Step 2: compute the leakage crack size ($2c_{Leak}$)

  • Goal: find how long a crack produces a detectable leak under normal operating load.
  • Difficulty: this is a fluid-mechanics problem — you must compute the crack opening area (COA) and the two-phase leak rate.
  • Models:
    • COA (crack opening area): the crack is not rigid; the higher the pressure the more it opens. An elastic-plastic correction is needed.
    • Leak-rate model: common ones are the Henry-Fauske model (for two-phase critical flow) or the SQUIRT program.
    • Crack morphology: a real crack is rough and tortuous (like a maze), which greatly impedes flow. The analysis must account for surface roughness, number of turns and similar parameters.

Step 3: margin check

This is the “gold standard” for whether LBB holds (per NUREG-1061 and SRP 3.6.3):

  1. Leak-rate margin: assuming the leak-detection system’s capability is 1 gpm (gallons per minute), the computed leak rate is usually required to be at least 10 gpm (a factor-of-10 safety factor).
  2. Crack-size margin: the critical crack length $2c_{Crit}$ must be at least twice the leakage crack length $2c_{Leak}$.

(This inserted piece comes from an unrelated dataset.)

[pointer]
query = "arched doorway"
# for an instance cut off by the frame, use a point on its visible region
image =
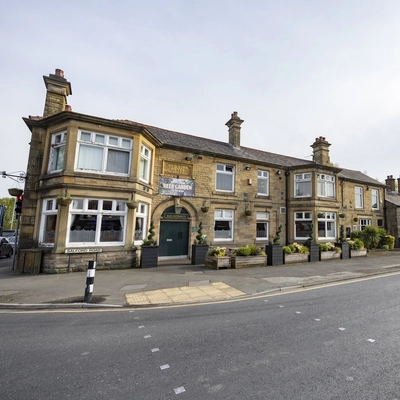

5. A typical case: LBB analysis of nuclear piping

Scenario: A nuclear plant’s main coolant pipe (austenitic stainless steel), inner diameter 700 mm, wall thickness 70 mm. It must be shown to satisfy LBB so that pipe whip restraints can be omitted.

Analysis:

  1. Load analysis:

    • normal operation: internal pressure 15.5 MPa, temperature 300°C, small bending moment.
    • accident case (SSE earthquake): a large seismic bending moment added on top of the normal load.
  2. Determine $2c_{Crit}$ (worst case):

    • assume a circumferential through-wall crack.
    • input the accident-case (seismic) load, using lower-bound material toughness.
    • result: the pipe fractures when the crack length reaches 300 mm.
  3. Determine $2c_{Leak}$ (normal case):

    • assume normal operation (no earthquake).
    • the plant leak-detection system has a sensitivity of 1 gpm (3.8 L/min).
    • for margin, set the target leak rate to 10 gpm.
    • using the Henry-Fauske model: to produce a 10 gpm leak the crack must open a certain width; back-calculating through the mechanical model gives a required crack length of 100 mm.
    • Note: the calculation accounts for crack-surface roughness (the morphology parameters of a fatigue or stress-corrosion crack).
  4. Verdict:

    • critical crack (300 mm) vs. leakage crack (100 mm).
    • 300 mm > 2 × 100 mm.
    • the factor-of-2 margin is satisfied.
    • Conclusion: the pipe satisfies LBB. This means that if a crack develops, it will send a strong leak alarm by the time it reaches 100 mm — still a large safety distance from the 300 mm fracture limit, leaving the plant ample time to shut down and repair.

Summary

LBB is the bridge between fracture mechanics (computing when a crack breaks) and thermal-hydraulics (computing how much a crack leaks). It embodies the advanced safety philosophy of modern high-energy piping design — “defend by monitoring”.